A stateful video encoder takes raw video frames in display order and encodes
them into a bytestream. It generates complete chunks of the bytestream, including
all metadata, headers, etc. The resulting bytestream does not require any
further post-processing by the client.

Performing software stream processing, header generation etc. in the driver
in order to support this interface is strongly discouraged. In case such
operations are needed, use of the Stateless Video Encoder Interface (in
development) is strongly advised.

Conventions and Notations Used in This Document
===============================================

1. The general V4L2 API rules apply if not specified in this document
   otherwise.

2. The meaning of words "must", "may", "should", etc. is as per `RFC
   2119 <https://tools.ietf.org/html/rfc2119>`_.

3. All steps not marked "optional" are required.

4. :c:func:`VIDIOC_G_EXT_CTRLS` and :c:func:`VIDIOC_S_EXT_CTRLS` may be used
   interchangeably with :c:func:`VIDIOC_G_CTRL` and :c:func:`VIDIOC_S_CTRL`,
   unless specified otherwise.

5. Single-planar API (see :ref:`planar-apis`) and applicable structures may be
   used interchangeably with multi-planar API, unless specified otherwise,
   depending on encoder capabilities and following the general V4L2 guidelines.

6. i = [a..b]: sequence of integers from a to b, inclusive, i.e. i =
   [0..2]: i = 0, 1, 2.

7. Given an ``OUTPUT`` buffer A, then A' represents a buffer on the ``CAPTURE``
   queue containing data that resulted from processing buffer A.

Glossary
========

Refer to :ref:`decoder-glossary`.

State Machine
=============

.. kernel-render:: DOT
   :alt: DOT digraph of encoder state machine
   :caption: Encoder State Machine

   digraph encoder_state_machine {
       node [shape = doublecircle, label="Encoding"] Encoding;

       node [shape = circle, label="Initialization"] Initialization;
       node [shape = circle, label="Stopped"] Stopped;
       node [shape = circle, label="Drain"] Drain;
       node [shape = circle, label="Reset"] Reset;

       node [shape = point]; qi
       qi -> Initialization [ label = "open()" ];

       Initialization -> Encoding [ label = "Both queues streaming" ];

       Encoding -> Drain [ label = "V4L2_ENC_CMD_STOP" ];
       Encoding -> Reset [ label = "VIDIOC_STREAMOFF(CAPTURE)" ];
       Encoding -> Stopped [ label = "VIDIOC_STREAMOFF(OUTPUT)" ];
       Encoding -> Encoding;

       Drain -> Stopped [ label = "All CAPTURE\nbuffers dequeued\nor\nVIDIOC_STREAMOFF(OUTPUT)" ];
       Drain -> Reset [ label = "VIDIOC_STREAMOFF(CAPTURE)" ];

       Reset -> Encoding [ label = "VIDIOC_STREAMON(CAPTURE)" ];
       Reset -> Initialization [ label = "VIDIOC_REQBUFS(OUTPUT, 0)" ];

       Stopped -> Encoding [ label = "V4L2_ENC_CMD_START\nor\nVIDIOC_STREAMON(OUTPUT)" ];
       Stopped -> Reset [ label = "VIDIOC_STREAMOFF(CAPTURE)" ];
   }

Querying Capabilities
=====================

1. To enumerate the set of coded formats supported by the encoder, the
   client may call :c:func:`VIDIOC_ENUM_FMT` on ``CAPTURE``.

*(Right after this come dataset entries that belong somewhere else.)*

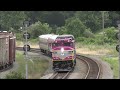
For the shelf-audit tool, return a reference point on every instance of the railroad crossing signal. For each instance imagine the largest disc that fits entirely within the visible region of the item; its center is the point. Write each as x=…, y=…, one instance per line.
x=26, y=35
x=117, y=48
x=28, y=47
x=117, y=35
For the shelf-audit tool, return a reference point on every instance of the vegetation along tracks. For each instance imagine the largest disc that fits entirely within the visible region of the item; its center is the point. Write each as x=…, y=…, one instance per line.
x=60, y=75
x=94, y=69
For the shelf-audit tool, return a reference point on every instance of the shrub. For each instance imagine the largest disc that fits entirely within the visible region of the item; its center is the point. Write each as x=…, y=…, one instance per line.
x=14, y=75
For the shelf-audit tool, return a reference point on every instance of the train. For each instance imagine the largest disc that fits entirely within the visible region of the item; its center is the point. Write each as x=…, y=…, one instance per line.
x=7, y=49
x=62, y=50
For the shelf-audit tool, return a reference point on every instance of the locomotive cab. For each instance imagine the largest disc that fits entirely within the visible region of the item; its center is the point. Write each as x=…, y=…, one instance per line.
x=63, y=55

   * The full set of supported formats will be returned, regardless of the
     format set on ``OUTPUT``.

2. To enumerate the set of supported raw formats, the client may call
   :c:func:`VIDIOC_ENUM_FMT` on ``OUTPUT``.

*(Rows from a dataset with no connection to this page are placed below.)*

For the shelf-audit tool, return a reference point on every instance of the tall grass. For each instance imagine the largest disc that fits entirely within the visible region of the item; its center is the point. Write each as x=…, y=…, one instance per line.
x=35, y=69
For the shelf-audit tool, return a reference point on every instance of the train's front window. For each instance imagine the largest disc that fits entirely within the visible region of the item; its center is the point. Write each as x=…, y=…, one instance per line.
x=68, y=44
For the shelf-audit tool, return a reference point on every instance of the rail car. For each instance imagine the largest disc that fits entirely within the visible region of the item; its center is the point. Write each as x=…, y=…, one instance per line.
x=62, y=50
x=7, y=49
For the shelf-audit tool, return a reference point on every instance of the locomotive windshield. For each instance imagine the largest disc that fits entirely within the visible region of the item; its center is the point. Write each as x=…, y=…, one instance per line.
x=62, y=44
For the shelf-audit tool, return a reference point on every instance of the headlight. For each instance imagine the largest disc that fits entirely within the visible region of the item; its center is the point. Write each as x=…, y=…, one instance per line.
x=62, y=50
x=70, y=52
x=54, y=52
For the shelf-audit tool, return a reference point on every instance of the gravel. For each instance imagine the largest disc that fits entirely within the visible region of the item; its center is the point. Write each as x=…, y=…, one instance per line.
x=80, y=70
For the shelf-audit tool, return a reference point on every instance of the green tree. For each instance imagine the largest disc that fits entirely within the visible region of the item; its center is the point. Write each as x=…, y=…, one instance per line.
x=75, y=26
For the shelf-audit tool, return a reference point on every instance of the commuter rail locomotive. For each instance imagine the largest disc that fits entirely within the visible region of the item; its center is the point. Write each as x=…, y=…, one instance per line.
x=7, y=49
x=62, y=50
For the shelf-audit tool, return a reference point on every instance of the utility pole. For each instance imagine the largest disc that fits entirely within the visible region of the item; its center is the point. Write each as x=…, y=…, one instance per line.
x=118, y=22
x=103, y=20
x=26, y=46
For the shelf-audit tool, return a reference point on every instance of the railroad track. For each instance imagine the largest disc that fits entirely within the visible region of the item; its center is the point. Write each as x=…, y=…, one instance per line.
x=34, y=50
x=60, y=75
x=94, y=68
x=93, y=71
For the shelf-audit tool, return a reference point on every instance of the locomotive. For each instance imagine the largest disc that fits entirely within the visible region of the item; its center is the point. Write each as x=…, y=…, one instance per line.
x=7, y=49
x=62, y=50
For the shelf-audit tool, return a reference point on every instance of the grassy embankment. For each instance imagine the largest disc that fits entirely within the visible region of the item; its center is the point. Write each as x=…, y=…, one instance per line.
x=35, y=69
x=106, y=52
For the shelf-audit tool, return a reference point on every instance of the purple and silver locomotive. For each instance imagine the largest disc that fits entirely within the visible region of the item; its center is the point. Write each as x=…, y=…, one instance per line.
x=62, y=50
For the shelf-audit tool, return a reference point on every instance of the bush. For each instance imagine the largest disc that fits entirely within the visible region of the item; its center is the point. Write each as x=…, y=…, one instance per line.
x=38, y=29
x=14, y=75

   * Only the formats supported for the format currently active on ``CAPTURE``
     will be returned.

   * In order to enumerate raw formats supported by a given coded format,
     the client must first set that coded format on ``CAPTURE`` and then
     enumerate the formats on ``OUTPUT``.

3. The client may use :c:func:`VIDIOC_ENUM_FRAMESIZES` to detect supported
   resolutions for a given format, passing the desired pixel format in
   :c:type:`v4l2_frmsizeenum` ``pixel_format``.

   * Values returned by :c:func:`VIDIOC_ENUM_FRAMESIZES` for a coded pixel
     format will include all possible coded resolutions supported by the
     encoder for the given coded pixel format.

   * Values returned by :c:func:`VIDIOC_ENUM_FRAMESIZES` for a raw pixel format
     will include all possible frame buffer resolutions supported by the
     encoder for the given raw pixel format and coded format currently set on
     ``CAPTURE``.

4. The client may use :c:func:`VIDIOC_ENUM_FRAMEINTERVALS` to detect supported
   frame intervals for a given format and resolution, passing the desired pixel
   format in :c:type:`v4l2_frmsizeenum` ``pixel_format`` and the resolution
   in :c:type:`v4l2_frmsizeenum` ``width`` and :c:type:`v4l2_frmsizeenum`
   ``height``.

   * Values returned by :c:func:`VIDIOC_ENUM_FRAMEINTERVALS` for a coded pixel
     format and coded resolution will include all possible frame intervals
     supported by the encoder for the given coded pixel format and resolution.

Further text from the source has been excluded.